LEMON TEA COOKIES

My mother got this recipe for rich butter cookies from a French friend in the 1950s, and it’s been popular in our family ever since. Mom always made them in winter, and now my sister and I do the same.

—PHYLLIS DIETZ WESTLAND, MI


PREP: 25 MIN. + CHILLING • BAKE: 10 MIN./BATCH • MAKES: ABOUT 4 1/2 DOZEN

3/4 cup butter, softened

1/2 cup sugar

1 large egg yolk

1/2 teaspoon vanilla extract

2 cups all-purpose flour

1/4 cup finely chopped walnuts

FILLING

3 tablespoons butter, softened

1/2 teaspoons lemon juice

3/4 teaspoon grated orange peel

1/2 cups confectioners’ sugar

2 drops yellow food coloring, optional

1. In a large bowl, cream butter and sugar until light and fluffy. Beat in the egg yolk and vanilla.

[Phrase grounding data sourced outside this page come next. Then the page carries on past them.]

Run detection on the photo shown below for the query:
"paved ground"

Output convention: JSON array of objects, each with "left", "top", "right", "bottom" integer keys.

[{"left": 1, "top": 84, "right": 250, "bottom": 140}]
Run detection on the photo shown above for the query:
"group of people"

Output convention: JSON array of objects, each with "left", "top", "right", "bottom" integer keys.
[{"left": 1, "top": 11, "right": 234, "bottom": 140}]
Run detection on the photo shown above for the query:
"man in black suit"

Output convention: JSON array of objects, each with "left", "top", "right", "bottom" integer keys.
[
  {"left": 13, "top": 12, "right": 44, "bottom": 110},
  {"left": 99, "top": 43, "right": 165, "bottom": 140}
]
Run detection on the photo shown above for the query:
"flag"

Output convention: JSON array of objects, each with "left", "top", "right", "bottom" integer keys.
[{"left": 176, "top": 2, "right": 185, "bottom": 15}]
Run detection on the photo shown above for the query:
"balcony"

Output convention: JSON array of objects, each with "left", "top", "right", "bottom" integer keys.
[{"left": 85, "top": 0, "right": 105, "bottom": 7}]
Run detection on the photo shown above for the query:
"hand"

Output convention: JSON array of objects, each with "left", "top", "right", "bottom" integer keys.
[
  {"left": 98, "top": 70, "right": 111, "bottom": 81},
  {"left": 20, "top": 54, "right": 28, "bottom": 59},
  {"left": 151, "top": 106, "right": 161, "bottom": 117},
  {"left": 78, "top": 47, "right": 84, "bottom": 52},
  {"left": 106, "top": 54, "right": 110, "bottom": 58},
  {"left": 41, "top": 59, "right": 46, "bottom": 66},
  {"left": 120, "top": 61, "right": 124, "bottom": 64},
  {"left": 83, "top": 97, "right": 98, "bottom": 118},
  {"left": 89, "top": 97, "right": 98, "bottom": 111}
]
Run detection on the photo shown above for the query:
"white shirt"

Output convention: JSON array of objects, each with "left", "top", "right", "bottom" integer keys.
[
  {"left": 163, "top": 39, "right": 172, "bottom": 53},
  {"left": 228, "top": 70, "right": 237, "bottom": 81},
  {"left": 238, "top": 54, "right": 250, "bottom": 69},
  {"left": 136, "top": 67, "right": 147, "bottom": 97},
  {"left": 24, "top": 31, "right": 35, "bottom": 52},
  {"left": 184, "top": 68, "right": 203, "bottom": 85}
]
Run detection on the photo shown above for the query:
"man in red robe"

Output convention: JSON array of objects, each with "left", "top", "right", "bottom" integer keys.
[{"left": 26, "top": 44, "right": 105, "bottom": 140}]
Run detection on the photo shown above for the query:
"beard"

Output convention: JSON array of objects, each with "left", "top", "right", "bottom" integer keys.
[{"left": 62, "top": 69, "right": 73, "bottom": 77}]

Gradually add the flour and mix well.

2. Shape into two 14-in. rolls; reshape each roll into a 14x1 1/8x1 1/8-in. block. Wrap each block in plastic. Refrigerate overnight.

3. Unwrap and cut into 1/4-in. slices. Place 2 in. apart on ungreased baking sheets. Sprinkle half of the cookies with nuts, gently pressing into dough.

4. Bake at 400° for 8-10 minutes or until golden brown around the edges. Remove to wire racks to cool.

5. In a small bowl, cream the butter, lemon juice and orange peel until fluffy. Gradually add confectioners’ sugar until smooth. Tint yellow if desired. Spread about 1 teaspoon on bottoms of the plain cookies; place nut-topped cookies over the filling.